HOOFDSTUK 1 Wat is innoveren?
Innoveren is het invoeren van innovaties die nuttig zijn, nuttig zijn betekent dat gebruikers beter
worden van de vernieuwingen, ze moeten dus waarde creëren. Een vernieuwing wordt dus pas een
innovatie genoemd wanneer deze nuttig blijkt te zijn
Innovatiemanagement is het leidinggeven aan innovatieprocessen binnen organisaties, de twee
belangrijkste taken die hieronder vallen zijn:
- het waarborgen van een goede voortgang van innovatieprocessen
doel: zorgen dat de juiste innovaties zo goed, snel en goedkoop mogelijk worden ontwikkeld
- het waarborgen van een continue stroom van innovaties
doel: zorgen dat er steeds weer nieuwe innovaties worden ontwikkeld.

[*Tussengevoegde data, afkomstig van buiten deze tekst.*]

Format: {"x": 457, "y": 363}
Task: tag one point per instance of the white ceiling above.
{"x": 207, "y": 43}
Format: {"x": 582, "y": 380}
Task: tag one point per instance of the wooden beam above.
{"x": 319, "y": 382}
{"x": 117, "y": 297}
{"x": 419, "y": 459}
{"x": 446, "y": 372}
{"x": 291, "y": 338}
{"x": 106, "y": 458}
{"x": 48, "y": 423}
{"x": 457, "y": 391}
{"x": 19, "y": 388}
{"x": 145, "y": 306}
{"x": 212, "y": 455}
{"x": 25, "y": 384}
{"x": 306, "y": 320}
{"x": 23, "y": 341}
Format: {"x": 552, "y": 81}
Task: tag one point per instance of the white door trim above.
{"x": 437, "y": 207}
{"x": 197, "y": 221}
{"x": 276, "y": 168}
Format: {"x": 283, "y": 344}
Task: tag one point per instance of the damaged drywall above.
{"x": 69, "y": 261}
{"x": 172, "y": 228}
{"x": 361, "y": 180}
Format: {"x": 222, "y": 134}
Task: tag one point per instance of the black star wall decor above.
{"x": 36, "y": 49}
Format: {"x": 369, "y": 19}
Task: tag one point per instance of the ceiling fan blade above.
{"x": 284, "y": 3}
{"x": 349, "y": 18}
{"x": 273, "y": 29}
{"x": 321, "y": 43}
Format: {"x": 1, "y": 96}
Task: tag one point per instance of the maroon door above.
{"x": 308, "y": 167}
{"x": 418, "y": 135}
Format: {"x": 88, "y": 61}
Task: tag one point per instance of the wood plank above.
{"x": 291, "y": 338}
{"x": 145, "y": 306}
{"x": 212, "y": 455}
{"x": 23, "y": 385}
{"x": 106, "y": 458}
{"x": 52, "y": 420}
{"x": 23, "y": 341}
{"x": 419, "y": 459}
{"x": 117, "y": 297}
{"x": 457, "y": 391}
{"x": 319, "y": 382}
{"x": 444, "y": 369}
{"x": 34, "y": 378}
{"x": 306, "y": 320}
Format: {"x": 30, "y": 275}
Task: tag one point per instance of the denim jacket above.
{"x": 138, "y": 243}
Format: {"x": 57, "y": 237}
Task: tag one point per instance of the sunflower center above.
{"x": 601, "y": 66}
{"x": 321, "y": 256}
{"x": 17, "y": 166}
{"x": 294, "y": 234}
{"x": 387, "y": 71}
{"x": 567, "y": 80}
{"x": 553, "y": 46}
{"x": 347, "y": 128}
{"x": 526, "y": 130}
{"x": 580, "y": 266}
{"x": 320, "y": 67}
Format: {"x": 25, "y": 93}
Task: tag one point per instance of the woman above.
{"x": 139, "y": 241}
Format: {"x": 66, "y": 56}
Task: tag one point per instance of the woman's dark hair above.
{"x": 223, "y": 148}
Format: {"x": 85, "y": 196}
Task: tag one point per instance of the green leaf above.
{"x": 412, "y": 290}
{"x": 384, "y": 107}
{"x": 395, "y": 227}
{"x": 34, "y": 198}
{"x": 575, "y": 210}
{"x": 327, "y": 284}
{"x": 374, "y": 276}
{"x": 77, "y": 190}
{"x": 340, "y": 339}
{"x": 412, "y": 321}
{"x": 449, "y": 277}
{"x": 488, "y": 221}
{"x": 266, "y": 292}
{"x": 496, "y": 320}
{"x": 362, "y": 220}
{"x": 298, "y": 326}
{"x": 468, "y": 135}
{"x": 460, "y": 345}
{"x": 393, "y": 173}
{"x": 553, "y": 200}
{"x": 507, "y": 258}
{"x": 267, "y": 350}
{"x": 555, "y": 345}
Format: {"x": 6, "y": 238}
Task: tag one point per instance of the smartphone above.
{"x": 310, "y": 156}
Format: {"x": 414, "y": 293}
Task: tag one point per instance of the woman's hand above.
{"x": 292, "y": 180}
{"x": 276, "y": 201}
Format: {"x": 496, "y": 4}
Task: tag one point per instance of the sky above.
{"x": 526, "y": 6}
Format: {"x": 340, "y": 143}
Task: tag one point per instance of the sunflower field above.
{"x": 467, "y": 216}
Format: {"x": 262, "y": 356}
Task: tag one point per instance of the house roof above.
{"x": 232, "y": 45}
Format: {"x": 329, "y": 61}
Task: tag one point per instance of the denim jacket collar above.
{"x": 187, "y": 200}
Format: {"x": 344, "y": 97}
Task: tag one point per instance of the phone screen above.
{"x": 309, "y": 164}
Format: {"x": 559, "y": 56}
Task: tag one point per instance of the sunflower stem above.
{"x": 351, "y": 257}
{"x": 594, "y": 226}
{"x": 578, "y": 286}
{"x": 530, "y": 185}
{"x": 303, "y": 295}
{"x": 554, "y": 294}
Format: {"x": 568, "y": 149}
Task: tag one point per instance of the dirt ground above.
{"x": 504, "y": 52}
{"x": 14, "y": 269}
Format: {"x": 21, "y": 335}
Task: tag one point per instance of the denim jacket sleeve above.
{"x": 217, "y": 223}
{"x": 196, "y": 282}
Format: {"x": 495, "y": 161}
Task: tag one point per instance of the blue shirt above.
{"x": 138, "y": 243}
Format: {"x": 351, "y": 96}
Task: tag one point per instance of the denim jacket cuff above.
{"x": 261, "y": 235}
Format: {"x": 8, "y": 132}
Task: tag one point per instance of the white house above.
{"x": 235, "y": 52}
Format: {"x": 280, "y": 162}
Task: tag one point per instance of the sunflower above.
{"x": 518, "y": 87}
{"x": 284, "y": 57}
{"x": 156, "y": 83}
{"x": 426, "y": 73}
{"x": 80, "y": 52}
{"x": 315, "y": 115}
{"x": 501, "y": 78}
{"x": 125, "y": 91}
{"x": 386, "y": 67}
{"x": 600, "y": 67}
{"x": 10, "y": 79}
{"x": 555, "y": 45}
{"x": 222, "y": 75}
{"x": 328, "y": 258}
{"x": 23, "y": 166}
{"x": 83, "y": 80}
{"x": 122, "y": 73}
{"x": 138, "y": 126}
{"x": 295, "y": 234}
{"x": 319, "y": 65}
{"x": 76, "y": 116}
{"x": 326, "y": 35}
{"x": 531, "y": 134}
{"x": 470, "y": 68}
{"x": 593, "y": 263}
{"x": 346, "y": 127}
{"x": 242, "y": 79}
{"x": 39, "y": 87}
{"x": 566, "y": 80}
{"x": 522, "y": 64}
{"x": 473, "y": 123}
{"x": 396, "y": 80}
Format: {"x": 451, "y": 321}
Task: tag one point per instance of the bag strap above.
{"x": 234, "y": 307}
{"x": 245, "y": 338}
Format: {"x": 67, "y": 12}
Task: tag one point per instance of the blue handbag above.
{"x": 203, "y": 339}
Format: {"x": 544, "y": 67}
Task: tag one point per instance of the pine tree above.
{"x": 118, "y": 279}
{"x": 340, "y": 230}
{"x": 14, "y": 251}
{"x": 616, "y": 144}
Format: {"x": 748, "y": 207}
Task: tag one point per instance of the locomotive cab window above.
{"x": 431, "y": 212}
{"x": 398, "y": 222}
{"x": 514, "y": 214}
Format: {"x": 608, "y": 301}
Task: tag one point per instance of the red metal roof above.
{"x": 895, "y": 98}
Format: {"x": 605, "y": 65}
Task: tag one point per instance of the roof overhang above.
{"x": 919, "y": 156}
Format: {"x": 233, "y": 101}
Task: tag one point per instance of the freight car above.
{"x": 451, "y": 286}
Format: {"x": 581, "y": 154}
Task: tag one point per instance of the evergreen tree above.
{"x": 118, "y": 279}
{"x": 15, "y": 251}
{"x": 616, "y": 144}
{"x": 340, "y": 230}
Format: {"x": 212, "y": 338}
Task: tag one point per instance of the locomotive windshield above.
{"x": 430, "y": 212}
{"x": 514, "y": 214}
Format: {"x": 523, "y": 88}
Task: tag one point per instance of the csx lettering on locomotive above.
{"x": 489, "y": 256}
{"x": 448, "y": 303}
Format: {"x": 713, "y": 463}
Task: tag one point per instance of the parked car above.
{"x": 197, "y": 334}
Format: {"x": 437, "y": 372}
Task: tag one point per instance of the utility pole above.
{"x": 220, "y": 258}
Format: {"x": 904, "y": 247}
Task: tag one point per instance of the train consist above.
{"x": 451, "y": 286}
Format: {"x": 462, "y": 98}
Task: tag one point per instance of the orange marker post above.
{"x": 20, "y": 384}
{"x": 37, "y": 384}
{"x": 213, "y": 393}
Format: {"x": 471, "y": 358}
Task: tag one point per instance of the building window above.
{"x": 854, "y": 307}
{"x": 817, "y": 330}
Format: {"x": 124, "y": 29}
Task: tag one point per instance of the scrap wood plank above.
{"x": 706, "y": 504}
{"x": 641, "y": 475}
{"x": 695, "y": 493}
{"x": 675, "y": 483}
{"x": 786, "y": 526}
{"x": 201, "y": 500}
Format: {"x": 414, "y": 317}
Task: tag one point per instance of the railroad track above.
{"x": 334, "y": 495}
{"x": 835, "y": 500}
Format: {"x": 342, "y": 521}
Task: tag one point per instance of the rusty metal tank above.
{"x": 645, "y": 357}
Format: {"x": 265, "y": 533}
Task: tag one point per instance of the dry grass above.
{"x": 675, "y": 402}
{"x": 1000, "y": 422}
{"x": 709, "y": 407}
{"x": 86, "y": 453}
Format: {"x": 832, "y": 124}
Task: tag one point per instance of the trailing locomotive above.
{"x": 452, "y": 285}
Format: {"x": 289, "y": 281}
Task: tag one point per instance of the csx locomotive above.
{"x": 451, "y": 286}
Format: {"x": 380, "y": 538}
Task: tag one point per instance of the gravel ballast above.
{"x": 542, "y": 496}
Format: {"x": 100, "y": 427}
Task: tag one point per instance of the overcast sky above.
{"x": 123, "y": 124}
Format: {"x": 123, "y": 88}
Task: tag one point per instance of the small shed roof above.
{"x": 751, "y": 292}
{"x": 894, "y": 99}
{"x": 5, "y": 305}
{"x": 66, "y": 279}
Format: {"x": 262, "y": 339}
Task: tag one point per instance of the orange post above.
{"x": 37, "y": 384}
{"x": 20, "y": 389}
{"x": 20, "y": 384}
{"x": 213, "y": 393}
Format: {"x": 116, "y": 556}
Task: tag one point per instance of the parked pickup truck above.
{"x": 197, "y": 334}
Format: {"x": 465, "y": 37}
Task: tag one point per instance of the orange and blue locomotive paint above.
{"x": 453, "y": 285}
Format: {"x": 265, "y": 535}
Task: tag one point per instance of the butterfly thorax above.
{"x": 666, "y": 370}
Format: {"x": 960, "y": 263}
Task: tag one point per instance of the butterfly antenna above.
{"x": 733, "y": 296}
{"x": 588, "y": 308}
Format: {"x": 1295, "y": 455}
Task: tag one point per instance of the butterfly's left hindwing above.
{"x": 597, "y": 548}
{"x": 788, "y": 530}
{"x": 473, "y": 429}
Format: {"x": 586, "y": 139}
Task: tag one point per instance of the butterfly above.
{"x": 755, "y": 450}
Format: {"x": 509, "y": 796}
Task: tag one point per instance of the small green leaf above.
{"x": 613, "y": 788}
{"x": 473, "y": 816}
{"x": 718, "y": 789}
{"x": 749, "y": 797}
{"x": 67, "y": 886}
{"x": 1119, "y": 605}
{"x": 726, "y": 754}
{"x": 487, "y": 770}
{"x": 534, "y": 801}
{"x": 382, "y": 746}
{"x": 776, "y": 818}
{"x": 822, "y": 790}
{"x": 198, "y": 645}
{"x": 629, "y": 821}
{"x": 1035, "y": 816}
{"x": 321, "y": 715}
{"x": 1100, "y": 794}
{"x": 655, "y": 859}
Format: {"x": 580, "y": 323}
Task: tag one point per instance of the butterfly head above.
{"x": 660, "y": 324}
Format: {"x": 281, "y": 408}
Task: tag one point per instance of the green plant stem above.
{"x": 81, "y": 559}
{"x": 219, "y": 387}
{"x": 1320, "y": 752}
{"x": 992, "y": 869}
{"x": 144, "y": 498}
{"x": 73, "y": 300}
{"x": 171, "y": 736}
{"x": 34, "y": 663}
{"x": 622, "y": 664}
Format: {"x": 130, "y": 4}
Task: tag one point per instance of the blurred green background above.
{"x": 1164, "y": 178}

Innovativiteit: het vermogen van een organisatie om regelmatig betere producten en betere
werkwijzen te bedenken, te ontwikkelen en op de markt te brengen of in te voeren
Verschil uitvinden en innoveren: uitvinden is het ontdekken van een nieuwe methode, middel op
apparaat, innoveren is het proces van het omzetten van een uitvinding of een creatief idee in iets dat
commercieel gezien bruikbaar en waardevol is. Innoveren is dus het toepassen van uitvindingen.
Creativiteit: het vermogen om creatieve ideeën te bedenken.
Verandertempo neemt toe door: meer middelen voor R&D, meer mensen en landen betrokken bij
R&D, vooruitgang stimuleert vooruitgang in andere gebieden.
Het overlevingsvermogen van een bedrijf is afhankelijk van de mate en snelheid waarin zij in staat
zijn zich aan te passen aan veranderingen in de markt
Concurreren met bedrijven uit opkomende economieën: Door slimmer werken, betere producten te
ontwikkelen en producten beter te vermarkten
Waarom organisaties niet (of te weinig) innoveren:
- Innoveren is niet nodig
- angst voor verandering
- geen risico’s willen nemen
- geen tijd, te druk
Indicatoren van strategische gezondheid:
klanttevredenheid, structurele markt-veranderingen, nieuwe wetgeving, motivatie werknemers,
producten in innovatiepijplijn, reacties van leveranciers en afnemers.
Organisaties moeten durven investeren in innovaties die een eind kunnen maken aan hun huidige
succesvolle werkzaamheden (Kannibalisatie). Zo investeert TNT post in digitale postdiensten, en
Albert Heijn in de thuisbezorgdienst Albert.
Elke organisatie dient zich continu af te vragen hoe ze betere producten en diensten kan leveren en
hoe ze die sneller of goedkoper kan maken. Hiervoor worden twee processen onderscheiden:
Exploreren: staat voor experimenteren, zoeken, variëren, risico nemen, spelen en ontdekken.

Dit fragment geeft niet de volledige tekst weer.